# For Badger Fans



## Sarah (Dec 7, 2003)

For Badger Fans:

http://www.weebls-stuff.com/toons/25/


----------



## Saucy (Dec 7, 2003)

OMG so funni!!!!!!!!!!! must continue to breath 

thanks sarah that made my day


----------



## Aragorn21 (Dec 7, 2003)

*laughs so hard he falls of his chair...onto a pile of books* ouch!!!
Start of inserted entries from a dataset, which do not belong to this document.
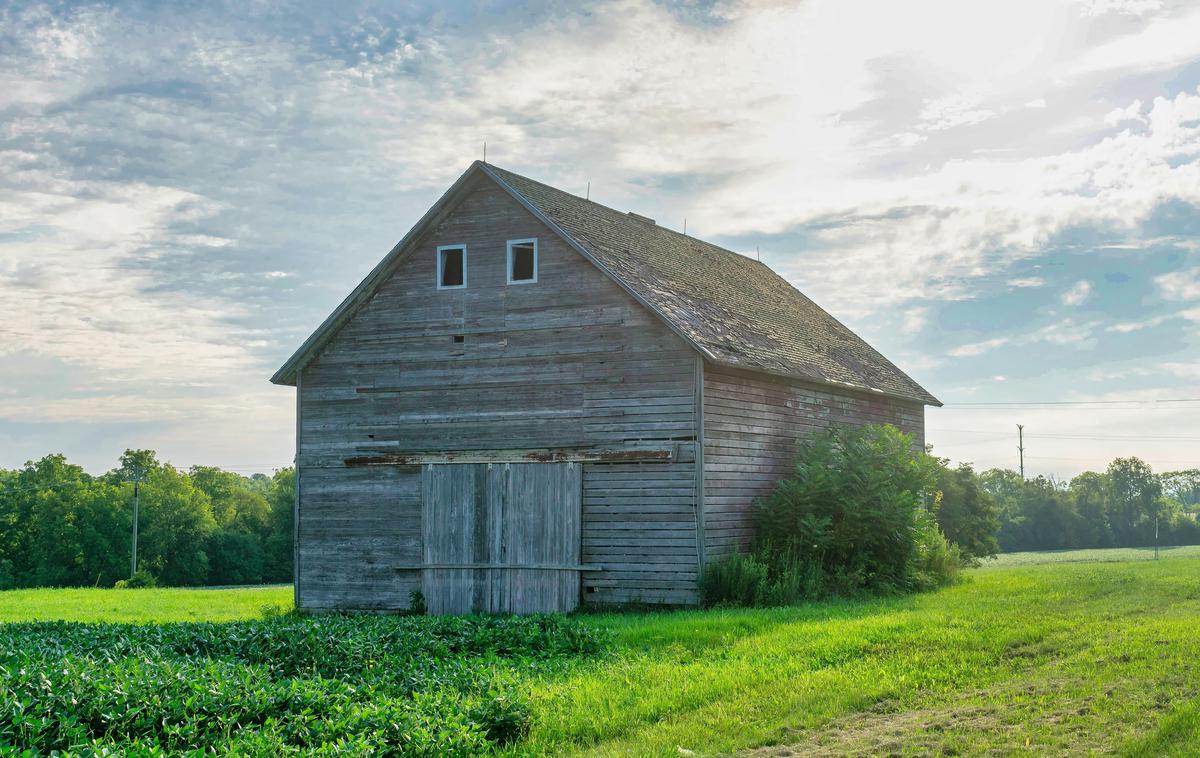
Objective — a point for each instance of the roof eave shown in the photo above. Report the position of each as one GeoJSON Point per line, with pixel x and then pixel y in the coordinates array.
{"type": "Point", "coordinates": [927, 399]}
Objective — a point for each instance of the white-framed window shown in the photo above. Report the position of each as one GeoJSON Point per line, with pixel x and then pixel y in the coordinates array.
{"type": "Point", "coordinates": [451, 266]}
{"type": "Point", "coordinates": [523, 262]}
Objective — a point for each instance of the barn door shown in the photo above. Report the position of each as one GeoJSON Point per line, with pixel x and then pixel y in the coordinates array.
{"type": "Point", "coordinates": [502, 537]}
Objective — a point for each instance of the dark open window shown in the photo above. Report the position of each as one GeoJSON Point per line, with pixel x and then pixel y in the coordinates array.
{"type": "Point", "coordinates": [451, 266]}
{"type": "Point", "coordinates": [522, 262]}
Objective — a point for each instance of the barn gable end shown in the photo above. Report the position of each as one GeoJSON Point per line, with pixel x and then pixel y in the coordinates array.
{"type": "Point", "coordinates": [603, 426]}
{"type": "Point", "coordinates": [569, 367]}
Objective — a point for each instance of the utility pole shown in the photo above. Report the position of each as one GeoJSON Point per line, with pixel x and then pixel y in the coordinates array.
{"type": "Point", "coordinates": [1020, 446]}
{"type": "Point", "coordinates": [133, 554]}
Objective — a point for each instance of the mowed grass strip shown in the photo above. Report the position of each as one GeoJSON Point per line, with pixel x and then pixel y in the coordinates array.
{"type": "Point", "coordinates": [1109, 554]}
{"type": "Point", "coordinates": [1050, 659]}
{"type": "Point", "coordinates": [144, 606]}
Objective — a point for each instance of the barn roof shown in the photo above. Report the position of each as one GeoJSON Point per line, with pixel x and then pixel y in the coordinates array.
{"type": "Point", "coordinates": [735, 310]}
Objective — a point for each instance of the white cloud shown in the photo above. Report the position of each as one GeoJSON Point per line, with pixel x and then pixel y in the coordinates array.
{"type": "Point", "coordinates": [1180, 284]}
{"type": "Point", "coordinates": [1129, 113]}
{"type": "Point", "coordinates": [979, 348]}
{"type": "Point", "coordinates": [1027, 282]}
{"type": "Point", "coordinates": [916, 164]}
{"type": "Point", "coordinates": [1077, 294]}
{"type": "Point", "coordinates": [1127, 7]}
{"type": "Point", "coordinates": [915, 319]}
{"type": "Point", "coordinates": [959, 109]}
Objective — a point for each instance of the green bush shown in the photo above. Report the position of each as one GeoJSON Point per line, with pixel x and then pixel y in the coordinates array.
{"type": "Point", "coordinates": [851, 518]}
{"type": "Point", "coordinates": [939, 560]}
{"type": "Point", "coordinates": [139, 581]}
{"type": "Point", "coordinates": [287, 685]}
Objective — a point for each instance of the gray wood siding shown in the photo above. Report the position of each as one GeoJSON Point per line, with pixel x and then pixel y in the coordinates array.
{"type": "Point", "coordinates": [568, 361]}
{"type": "Point", "coordinates": [751, 427]}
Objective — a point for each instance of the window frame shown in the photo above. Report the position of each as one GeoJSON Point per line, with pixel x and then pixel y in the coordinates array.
{"type": "Point", "coordinates": [509, 268]}
{"type": "Point", "coordinates": [441, 266]}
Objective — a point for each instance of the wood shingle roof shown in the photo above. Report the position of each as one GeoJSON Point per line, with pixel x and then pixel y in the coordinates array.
{"type": "Point", "coordinates": [736, 311]}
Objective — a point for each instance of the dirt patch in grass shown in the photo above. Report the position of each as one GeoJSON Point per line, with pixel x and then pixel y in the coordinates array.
{"type": "Point", "coordinates": [1014, 719]}
{"type": "Point", "coordinates": [922, 732]}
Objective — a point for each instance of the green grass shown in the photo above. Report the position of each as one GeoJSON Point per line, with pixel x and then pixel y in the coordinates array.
{"type": "Point", "coordinates": [1045, 659]}
{"type": "Point", "coordinates": [1053, 654]}
{"type": "Point", "coordinates": [155, 606]}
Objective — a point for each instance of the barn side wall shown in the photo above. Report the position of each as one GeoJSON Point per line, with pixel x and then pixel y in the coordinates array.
{"type": "Point", "coordinates": [568, 361]}
{"type": "Point", "coordinates": [753, 423]}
hahaha, that's sssssoooooooo funny


----------



## Ol'gaffer (Dec 12, 2003)

My heart just stopped.

oh there it goes again.


Purists would have a field with that one.


----------



## Gary Gamgee (Dec 13, 2003)

Badgers and LotR! 

Perfect!


----------



## arisen pheonix (Dec 13, 2003)

is there supposed to be sound???....there wasnt any.. but i seen people talking and no words....ahhhh badgers


----------



## Sarah (Dec 13, 2003)

yeah there's sound, and there's a diff. song to it, but i couldn't figure out what it was.


----------



## Yavanna (Dec 14, 2003)

There hasn't been such a genius combination since Faramir and Eowyn...or maybe just bread and butter would be simpler. 

I loved the original badger cartoon, www.badgerbadgerbadger.com and apparently i know the guy who made it...so i guess he must have made this cartoon as well. Strange, I'l have to check up on that. 

I liked Aragorn, Legolas and Theoden getting down to the badger beats, it made me laugh.


----------